Interviews with industry experts support a conservative estimated freight increase of 10% in the medium term (five years) and 25% in the long term (ten years). Optimistic scenarios of 25% and 50% would only likely be achieved through increasing importance placed on environmental benefits/carbon emission reduction, and investment in port logistics. These estimates equate to cumulative direct savings of $35.5m and $89.5m over five years for conservative and optimistic scenarios respectively, increasing to $141.8m and $305.9m over ten years.
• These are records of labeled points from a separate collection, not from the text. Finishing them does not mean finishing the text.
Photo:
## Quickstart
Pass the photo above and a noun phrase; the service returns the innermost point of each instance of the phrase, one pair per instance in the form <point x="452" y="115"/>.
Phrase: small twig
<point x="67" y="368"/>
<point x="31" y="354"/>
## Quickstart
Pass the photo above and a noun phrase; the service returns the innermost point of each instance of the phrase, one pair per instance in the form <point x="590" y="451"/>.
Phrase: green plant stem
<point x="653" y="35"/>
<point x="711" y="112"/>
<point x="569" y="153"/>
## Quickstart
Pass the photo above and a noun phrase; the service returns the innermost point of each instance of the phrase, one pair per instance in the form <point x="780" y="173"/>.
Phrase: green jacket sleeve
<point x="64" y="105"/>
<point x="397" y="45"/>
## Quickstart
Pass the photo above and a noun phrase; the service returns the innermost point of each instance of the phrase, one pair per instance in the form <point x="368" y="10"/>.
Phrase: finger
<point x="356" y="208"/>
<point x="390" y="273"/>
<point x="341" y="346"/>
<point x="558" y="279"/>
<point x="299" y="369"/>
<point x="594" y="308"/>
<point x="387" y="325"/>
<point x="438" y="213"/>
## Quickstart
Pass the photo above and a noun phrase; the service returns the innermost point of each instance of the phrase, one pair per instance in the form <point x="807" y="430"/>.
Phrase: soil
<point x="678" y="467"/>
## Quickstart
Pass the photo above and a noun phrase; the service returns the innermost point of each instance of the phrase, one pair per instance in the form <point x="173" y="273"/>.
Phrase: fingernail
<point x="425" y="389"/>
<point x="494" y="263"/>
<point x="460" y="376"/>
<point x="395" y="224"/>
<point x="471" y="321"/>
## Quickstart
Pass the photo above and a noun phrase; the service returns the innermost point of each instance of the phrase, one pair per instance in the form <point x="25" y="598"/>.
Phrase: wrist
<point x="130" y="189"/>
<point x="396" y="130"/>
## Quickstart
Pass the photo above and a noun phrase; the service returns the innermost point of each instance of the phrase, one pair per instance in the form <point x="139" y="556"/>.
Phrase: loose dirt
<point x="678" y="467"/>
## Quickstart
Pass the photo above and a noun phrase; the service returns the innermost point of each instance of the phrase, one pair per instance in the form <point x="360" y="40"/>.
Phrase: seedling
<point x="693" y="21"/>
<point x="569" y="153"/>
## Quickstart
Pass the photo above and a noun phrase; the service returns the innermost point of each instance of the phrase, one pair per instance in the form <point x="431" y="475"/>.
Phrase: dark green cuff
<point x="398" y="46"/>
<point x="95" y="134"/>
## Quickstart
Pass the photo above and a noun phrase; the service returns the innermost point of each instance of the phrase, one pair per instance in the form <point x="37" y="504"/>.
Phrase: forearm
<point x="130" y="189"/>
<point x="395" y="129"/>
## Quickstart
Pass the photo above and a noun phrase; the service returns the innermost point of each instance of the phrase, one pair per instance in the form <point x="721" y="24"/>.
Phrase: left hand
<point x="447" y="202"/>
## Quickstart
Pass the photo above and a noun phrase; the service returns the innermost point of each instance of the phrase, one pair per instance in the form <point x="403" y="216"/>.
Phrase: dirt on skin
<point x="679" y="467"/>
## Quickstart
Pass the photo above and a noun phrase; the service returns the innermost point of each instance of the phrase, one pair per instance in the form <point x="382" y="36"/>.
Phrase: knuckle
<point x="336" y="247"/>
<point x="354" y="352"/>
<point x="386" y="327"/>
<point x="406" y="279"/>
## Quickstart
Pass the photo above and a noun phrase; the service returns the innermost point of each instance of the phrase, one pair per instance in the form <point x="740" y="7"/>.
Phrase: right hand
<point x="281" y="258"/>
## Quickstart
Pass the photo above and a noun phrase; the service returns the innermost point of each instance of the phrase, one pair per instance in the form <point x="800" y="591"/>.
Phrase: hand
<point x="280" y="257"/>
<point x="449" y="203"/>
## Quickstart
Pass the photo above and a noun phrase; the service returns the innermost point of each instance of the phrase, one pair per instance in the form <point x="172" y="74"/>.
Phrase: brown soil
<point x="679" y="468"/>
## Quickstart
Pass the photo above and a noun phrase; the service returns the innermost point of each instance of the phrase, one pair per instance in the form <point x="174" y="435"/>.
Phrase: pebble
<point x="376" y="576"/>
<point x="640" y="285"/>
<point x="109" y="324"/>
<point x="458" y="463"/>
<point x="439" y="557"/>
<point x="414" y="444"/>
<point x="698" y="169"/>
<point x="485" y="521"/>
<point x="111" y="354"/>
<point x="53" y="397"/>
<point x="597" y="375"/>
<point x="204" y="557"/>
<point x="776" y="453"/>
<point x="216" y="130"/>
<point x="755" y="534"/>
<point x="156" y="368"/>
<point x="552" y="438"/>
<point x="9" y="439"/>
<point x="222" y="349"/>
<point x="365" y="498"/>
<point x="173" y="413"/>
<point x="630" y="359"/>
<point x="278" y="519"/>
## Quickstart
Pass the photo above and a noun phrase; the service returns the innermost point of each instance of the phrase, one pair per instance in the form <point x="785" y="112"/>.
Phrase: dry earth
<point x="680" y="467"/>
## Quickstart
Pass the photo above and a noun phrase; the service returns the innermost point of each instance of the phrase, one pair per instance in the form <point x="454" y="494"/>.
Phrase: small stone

Employment: The Kenyan flower industry currently directly employs around 200,000 people (Tulezi, 2021). This is projected to increase by between 2,513 (conservative) and 5,050 (optimistic) over five years and respectively by between 7,626 and 15,510 over ten years as a direct result of adopting sea freight measures. This employment will be generated at the farm level from increases in production area, expansion of existing operations and from new entrants to the sector and transport and processing in Kenya.

Environmental case: The project funded a study by Cranfield University to update carbon emissions analysis using data from the trials. This shows that a carbon emission reduction of up to 95% is achievable if sea freight is used rather than air freight to bring flowers from Kenya to the Netherlands (Williams, 2021).

Using the projections for growth in the Kenyan flower sector, the carbon savings from transporting flowers from Kenya to Europe by sea could be between 650m (conservative) to 1.4bn (optimistic) kg CO2 Eq. per annum in ten years’ time.

Conclusion: The insights gained from the sea freight trials, and the subsequent carbon impact and economic analyses, show that exporting flowers by sea from Kenya to Europe/UK is a burgeoning opportunity with positive commercial, employment and carbon reduction outcomes.